Motley Moose – Archive

Since 2008 – Progress Through Politics

132 comments

  1. Kysen

    A grown man, after being told to stay put, gets out of his car with a loaded/chambered gun to chase down an innocent teenager…kills said child…walks free.

    Pathetic.

    /shakes head

  2. Jk2003

    I just hope his family can find some peace somehow.  I have no idea how that is possible.  Sad.  

  3. PadreJM

    “. . . for they said, ‘There is no truth or justice in them, for they have violated the agreement and the oath that they swore'”          — I Maccabees 7:18 (NRSVCE)

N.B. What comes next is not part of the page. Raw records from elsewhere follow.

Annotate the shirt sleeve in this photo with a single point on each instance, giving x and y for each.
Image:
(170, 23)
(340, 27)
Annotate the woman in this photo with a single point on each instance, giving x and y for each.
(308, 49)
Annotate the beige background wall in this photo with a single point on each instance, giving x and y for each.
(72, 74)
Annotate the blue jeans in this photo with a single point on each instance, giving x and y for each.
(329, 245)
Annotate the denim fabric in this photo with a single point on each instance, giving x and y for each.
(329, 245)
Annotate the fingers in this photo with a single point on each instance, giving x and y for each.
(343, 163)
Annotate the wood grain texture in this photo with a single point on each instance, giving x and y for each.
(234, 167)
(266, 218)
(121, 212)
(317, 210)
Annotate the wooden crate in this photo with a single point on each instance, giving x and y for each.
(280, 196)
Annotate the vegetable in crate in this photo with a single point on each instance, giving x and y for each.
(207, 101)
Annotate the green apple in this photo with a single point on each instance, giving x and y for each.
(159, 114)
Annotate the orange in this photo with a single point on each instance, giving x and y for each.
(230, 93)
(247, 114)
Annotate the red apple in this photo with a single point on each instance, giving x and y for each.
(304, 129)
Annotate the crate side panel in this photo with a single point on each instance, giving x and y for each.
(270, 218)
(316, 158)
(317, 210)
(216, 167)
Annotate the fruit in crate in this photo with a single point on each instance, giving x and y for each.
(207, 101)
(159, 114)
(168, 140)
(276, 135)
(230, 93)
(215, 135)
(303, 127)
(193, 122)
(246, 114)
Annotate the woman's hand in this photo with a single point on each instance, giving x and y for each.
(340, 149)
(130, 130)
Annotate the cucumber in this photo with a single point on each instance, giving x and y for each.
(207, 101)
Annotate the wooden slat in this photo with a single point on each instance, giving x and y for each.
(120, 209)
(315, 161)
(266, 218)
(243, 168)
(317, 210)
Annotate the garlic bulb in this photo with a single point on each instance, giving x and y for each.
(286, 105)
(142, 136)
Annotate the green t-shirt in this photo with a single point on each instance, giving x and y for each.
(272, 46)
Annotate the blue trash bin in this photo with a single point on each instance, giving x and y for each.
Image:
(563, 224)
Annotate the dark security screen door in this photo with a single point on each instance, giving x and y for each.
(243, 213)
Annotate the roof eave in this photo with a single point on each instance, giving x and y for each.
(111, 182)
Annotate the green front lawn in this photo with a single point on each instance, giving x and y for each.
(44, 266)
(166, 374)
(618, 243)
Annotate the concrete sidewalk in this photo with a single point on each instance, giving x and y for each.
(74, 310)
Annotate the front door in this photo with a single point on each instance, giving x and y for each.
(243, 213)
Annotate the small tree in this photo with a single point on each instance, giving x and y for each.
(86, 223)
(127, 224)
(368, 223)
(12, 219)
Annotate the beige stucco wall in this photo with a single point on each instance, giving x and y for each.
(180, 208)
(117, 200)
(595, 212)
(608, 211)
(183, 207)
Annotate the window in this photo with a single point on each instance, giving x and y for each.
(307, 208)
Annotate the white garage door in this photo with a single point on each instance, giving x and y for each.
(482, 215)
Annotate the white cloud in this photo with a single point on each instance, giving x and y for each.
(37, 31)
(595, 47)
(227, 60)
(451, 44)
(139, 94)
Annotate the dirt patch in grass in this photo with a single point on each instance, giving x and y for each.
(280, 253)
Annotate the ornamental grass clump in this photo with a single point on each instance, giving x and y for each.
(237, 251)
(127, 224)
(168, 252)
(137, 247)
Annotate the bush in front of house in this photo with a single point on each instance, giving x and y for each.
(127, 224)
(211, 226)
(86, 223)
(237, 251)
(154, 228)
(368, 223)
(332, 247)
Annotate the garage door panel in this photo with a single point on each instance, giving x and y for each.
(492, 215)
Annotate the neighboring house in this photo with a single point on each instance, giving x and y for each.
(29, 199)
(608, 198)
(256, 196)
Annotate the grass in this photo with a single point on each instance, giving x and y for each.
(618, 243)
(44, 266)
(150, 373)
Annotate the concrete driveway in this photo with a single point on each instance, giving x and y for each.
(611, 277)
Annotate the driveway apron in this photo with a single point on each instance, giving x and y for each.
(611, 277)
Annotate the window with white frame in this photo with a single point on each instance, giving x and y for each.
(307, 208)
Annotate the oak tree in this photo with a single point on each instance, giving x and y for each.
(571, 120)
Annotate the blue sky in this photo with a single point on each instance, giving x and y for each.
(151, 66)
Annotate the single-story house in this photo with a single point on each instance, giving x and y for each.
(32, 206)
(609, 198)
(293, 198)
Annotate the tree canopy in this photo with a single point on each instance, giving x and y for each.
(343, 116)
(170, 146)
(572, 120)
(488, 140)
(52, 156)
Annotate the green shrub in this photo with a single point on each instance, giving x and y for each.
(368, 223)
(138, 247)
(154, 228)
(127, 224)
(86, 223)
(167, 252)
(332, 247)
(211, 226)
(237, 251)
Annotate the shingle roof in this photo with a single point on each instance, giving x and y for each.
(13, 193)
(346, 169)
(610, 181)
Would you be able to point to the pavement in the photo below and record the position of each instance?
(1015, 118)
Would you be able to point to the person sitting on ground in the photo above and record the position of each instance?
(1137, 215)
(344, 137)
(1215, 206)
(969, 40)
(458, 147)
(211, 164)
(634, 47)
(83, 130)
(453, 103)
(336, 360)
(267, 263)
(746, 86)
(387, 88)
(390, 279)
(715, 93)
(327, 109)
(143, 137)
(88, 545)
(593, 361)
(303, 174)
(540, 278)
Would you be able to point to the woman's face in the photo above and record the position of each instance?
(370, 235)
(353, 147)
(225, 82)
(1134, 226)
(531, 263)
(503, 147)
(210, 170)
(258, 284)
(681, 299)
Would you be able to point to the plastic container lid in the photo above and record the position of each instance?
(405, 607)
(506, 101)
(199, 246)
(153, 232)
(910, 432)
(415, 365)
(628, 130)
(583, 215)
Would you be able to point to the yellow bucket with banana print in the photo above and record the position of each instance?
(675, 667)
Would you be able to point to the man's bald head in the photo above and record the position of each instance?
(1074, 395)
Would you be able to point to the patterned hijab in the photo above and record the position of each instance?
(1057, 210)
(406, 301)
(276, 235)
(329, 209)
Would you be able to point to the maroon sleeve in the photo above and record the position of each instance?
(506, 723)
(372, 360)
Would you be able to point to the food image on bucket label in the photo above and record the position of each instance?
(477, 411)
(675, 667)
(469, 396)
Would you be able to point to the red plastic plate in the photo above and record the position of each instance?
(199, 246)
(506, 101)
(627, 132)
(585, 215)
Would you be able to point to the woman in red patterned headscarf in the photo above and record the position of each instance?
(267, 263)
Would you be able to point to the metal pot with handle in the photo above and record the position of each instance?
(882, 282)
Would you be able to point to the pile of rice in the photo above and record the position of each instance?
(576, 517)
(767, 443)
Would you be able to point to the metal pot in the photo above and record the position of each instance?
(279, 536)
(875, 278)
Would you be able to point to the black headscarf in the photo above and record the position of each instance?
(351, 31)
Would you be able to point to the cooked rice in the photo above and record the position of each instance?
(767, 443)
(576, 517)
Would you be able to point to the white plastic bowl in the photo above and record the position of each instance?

    O Eternal Light of the World, you have breathed into all peoples the breath of life.

    It is your will that they be gathered together

    as one family in yourself.

    Fill each heart of mankind with the fire of divine love

    and with the desire to ensure justice for all.

    By sharing the good things you give us,

    may we secure equality for all

    our brothers and sisters throughout the world.

    May there be an end to division, strife and war.

    May there be a dawning of a society

    built on love and peace.  In your Holy Name, Amen.

  4. Someone mentioned that the NAACP Annual Convention starts today in Orlando and the National Association of Black Journalists Convention begins July 31 in Orlando.

    Do we boycott the state and risk harming the working people of Florida who are probably as disgusted with this awful law as we are?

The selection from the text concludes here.